The Logan court continued, “We think the time has come to broaden the geographical limitation we have previously imposed to include the entire nation. Under contemporary conditions there is little reasons to retain this vestige of former times when there was a substantial basis for believing that the rural doctor should not be held to the standards of the urban doctor, since the latter had greater access to new theories and had more opportunity to refine this method of practice . . . . We are not aware of any differences in the educational background and training of physicians practicing in Connecticut compared with those in other states. Medical literature of significance is normally disseminated throughout this county and not confined to a particular state. We align ourselves with many other jurisdictions which ave in recent years abandoned similar geographical restrictions in medical malpractice cases” (Logan at 301-302). These other jurisdictions cited included Alabama, Georgia, Iowa, Kentucky, Maryland, Massachusetts, New Mexico, South Carolina, Washington, and Wisconsin.

Standard of Care and License Revocation

A 1948 Connecticut Superior Court case is instructive concerning standard of care and revocation of a physician's license to practice (Adam v. Osborn, 15 Conn. Sup. 419, (1948)). This case held that in order to make out a case of unprofessional conduct or negligence against a physician, it is necessary to prove not only what he did or failed to do, but also that the treatment in some particular way did not measure up to the standard of care required by him. What that standard of care is, is a matter of fact which must be proved by evidence, ordinarily by expert testimony.
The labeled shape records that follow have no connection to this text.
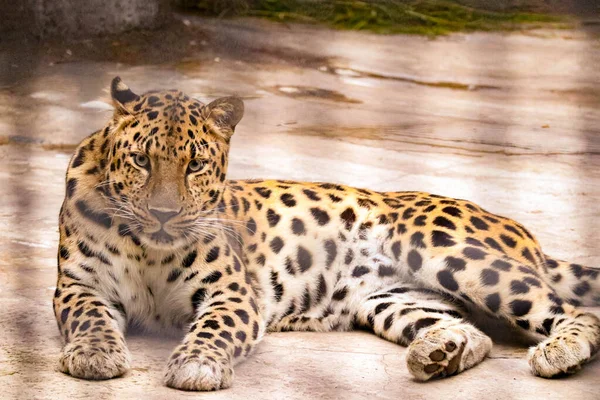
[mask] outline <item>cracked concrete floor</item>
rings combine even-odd
[[[498,327],[488,328],[503,343],[490,359],[427,384],[410,378],[404,348],[365,332],[268,335],[237,367],[234,387],[218,393],[163,387],[176,340],[146,335],[128,339],[133,370],[123,378],[86,382],[56,372],[51,297],[63,173],[76,143],[110,115],[103,90],[117,74],[140,92],[244,97],[230,177],[469,198],[527,225],[548,253],[600,265],[597,36],[429,40],[178,18],[181,48],[159,45],[152,54],[164,54],[160,60],[140,55],[131,36],[0,51],[8,66],[0,72],[0,397],[599,398],[600,362],[567,379],[534,378],[526,347]]]

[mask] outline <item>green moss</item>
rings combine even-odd
[[[213,16],[255,16],[280,22],[322,23],[337,29],[428,36],[461,31],[567,28],[564,16],[492,12],[453,0],[187,0]]]

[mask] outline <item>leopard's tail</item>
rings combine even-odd
[[[561,298],[576,306],[600,305],[600,268],[545,257],[550,284]]]

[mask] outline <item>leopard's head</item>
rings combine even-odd
[[[229,141],[244,103],[204,105],[177,90],[138,96],[119,77],[111,84],[104,196],[141,242],[172,248],[202,238],[218,221]]]

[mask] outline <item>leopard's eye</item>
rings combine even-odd
[[[142,153],[136,153],[136,155],[134,156],[133,160],[141,168],[146,168],[147,169],[148,166],[150,165],[150,159],[148,158],[147,155],[142,154]]]
[[[192,160],[190,161],[190,163],[188,164],[188,170],[187,173],[188,174],[192,174],[194,172],[198,172],[200,171],[202,168],[204,168],[204,166],[206,165],[206,163],[202,160]]]

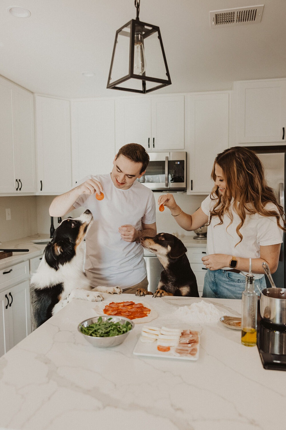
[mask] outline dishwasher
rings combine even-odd
[[[156,255],[147,249],[144,249],[143,258],[146,263],[147,279],[149,282],[148,291],[154,293],[160,280],[161,272],[164,268]]]

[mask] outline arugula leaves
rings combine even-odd
[[[96,338],[108,338],[111,336],[118,336],[129,332],[132,328],[132,325],[129,321],[126,321],[124,324],[120,322],[113,322],[110,321],[112,317],[106,321],[103,321],[101,316],[98,318],[97,322],[84,327],[81,326],[80,330],[84,335],[92,336]]]

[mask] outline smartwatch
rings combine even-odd
[[[236,267],[236,266],[237,266],[237,264],[238,264],[237,260],[236,259],[235,257],[234,257],[233,255],[232,255],[232,259],[229,261],[229,266],[230,267],[231,267],[232,269],[234,269],[235,267]]]

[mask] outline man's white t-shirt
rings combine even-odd
[[[202,203],[203,212],[208,216],[209,221],[210,212],[214,206],[216,201],[212,200],[210,195]],[[232,210],[232,203],[230,210]],[[268,210],[274,210],[279,213],[277,207],[272,203],[268,203],[265,206]],[[226,254],[235,257],[243,258],[259,258],[260,256],[260,246],[275,245],[283,242],[283,230],[279,228],[275,217],[263,216],[256,213],[246,215],[243,225],[240,231],[243,239],[238,245],[240,238],[236,231],[237,226],[241,222],[238,214],[232,211],[233,220],[230,224],[231,220],[225,215],[223,218],[223,224],[219,224],[218,217],[212,217],[211,224],[208,227],[208,240],[207,254]],[[283,223],[280,218],[280,224]],[[229,267],[223,268],[229,269]],[[246,274],[245,272],[241,273]],[[256,275],[257,278],[262,277],[263,275]]]
[[[90,178],[101,183],[104,198],[98,200],[95,194],[82,194],[73,205],[89,209],[94,219],[86,238],[87,276],[93,287],[128,288],[147,276],[143,249],[140,243],[121,239],[118,228],[128,224],[141,230],[142,223],[156,222],[153,193],[137,181],[128,190],[117,188],[109,173],[89,175],[81,182]]]

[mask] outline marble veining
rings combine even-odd
[[[107,303],[131,295],[105,294]],[[201,298],[141,298],[158,319]],[[239,300],[204,299],[239,316]],[[96,348],[77,331],[95,304],[74,299],[0,359],[0,428],[269,430],[285,428],[286,372],[219,321],[202,324],[196,361],[135,356],[141,326]],[[2,426],[2,427],[1,427]]]

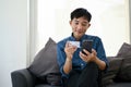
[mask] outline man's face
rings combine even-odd
[[[70,22],[70,25],[72,27],[73,36],[78,40],[85,34],[87,28],[91,26],[90,22],[84,17],[73,18]]]

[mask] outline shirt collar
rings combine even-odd
[[[85,38],[85,34],[81,37],[81,39],[79,41],[82,41]],[[73,36],[73,33],[71,33],[71,39],[75,41],[75,38]]]

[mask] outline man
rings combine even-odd
[[[91,26],[91,18],[92,15],[86,9],[75,9],[71,12],[71,36],[57,44],[63,87],[98,87],[98,71],[107,69],[108,61],[102,39],[85,34]],[[81,49],[85,39],[93,40],[92,52]],[[75,42],[80,42],[80,46]]]

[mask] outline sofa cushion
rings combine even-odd
[[[123,58],[107,57],[109,61],[109,66],[106,72],[102,73],[102,85],[105,87],[108,84],[114,83],[114,78],[117,76],[117,73],[120,70]]]
[[[57,63],[57,44],[51,38],[49,38],[46,46],[35,55],[28,70],[38,78],[46,80],[50,85],[60,84],[61,75]],[[56,80],[52,80],[55,78]]]
[[[116,79],[120,82],[131,82],[131,45],[124,42],[118,51],[117,57],[124,59]]]

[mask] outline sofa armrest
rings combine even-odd
[[[12,87],[35,87],[35,77],[27,69],[11,72]]]

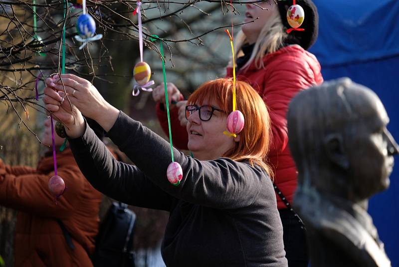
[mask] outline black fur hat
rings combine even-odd
[[[293,4],[292,0],[277,0],[280,15],[283,24],[289,29],[291,27],[287,21],[287,10]],[[300,27],[303,31],[293,30],[288,34],[285,42],[288,44],[297,44],[308,50],[315,43],[319,33],[319,14],[317,7],[311,0],[296,0],[305,11],[305,19]]]

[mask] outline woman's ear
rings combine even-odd
[[[240,135],[237,134],[236,135],[237,136],[234,138],[234,141],[238,142],[240,141]]]

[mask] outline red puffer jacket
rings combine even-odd
[[[288,104],[300,91],[323,82],[320,64],[312,54],[297,45],[283,47],[266,55],[264,68],[258,69],[254,62],[237,73],[237,78],[249,83],[263,99],[271,120],[272,139],[269,163],[274,170],[275,183],[292,202],[297,186],[297,171],[288,148],[286,114]],[[226,77],[231,77],[232,69],[227,68]],[[174,145],[187,149],[188,137],[185,127],[180,126],[177,109],[171,110],[171,126]],[[168,132],[166,112],[158,104],[157,114],[164,131]],[[286,206],[277,196],[277,207]]]

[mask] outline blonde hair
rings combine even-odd
[[[267,23],[263,26],[255,42],[251,57],[241,68],[248,67],[254,60],[257,68],[264,68],[263,56],[281,48],[283,46],[283,42],[287,35],[284,30],[284,25],[277,9],[271,15]],[[237,58],[242,55],[242,46],[247,41],[246,36],[242,30],[238,32],[235,39],[234,57]],[[229,65],[232,66],[232,63],[231,61]]]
In this case, the physician was seeking to stay the revocation of his license pending an appeal taken from the state medicine board and state health department's decision to revoke his license. The court stated that, “if it should appear on the applicant's appeal from the revocation of his license that the board had reached its conclusion that Dr. Adam's conduct in the treatment to the named patients had been unprofessional and negligent, without having before it at his hearing any evidence as to what the standard of care was which was required of him in those treatments but having relied exclusively on the general knowledge of the members of the board as to what the standard of care was, it is likely that the court would have to conclude that the board had acted illegally” (pp. 421-422).

Statutory Law

A Connecticut statute addresses the standard of care in negligence actions against health care providers. This section provides that “the prevailing professional standard of care for a given health care provider shall be that level of care, skill, and treatment which, in light of all relevant surrounding circumstances, is recognized as acceptable by reasonably prudent similar health care providers” (CGS 52-184c(a)).

If the defendant health care provider is not certified by the appropriate American board as being a specialist, is not trained and experienced in a medical specialty, or does not hold himself out as a specialist, a “similar health care provider,” under the law, is one who is (1) licensed by the appropriate regulatory agency of this state or another state with equivalent qualifications, and (2) trained and experienced in the same discipline or school of practice and such training and experience is the result of the active involvement in the practice or teaching of medicine within the five-year period before the incident that is the subject of the claim (CGS 52-184c(b)).

If the defendant provider is certified by a board as a specialist, is trained and experienced in a medical specialty, or holds himself out as a specialist, a “similar health care provider” is one who is (1) trained and experienced in the same specialty and (2) certified by the appropriate board in the same specialty (CGS 52-184c(c)).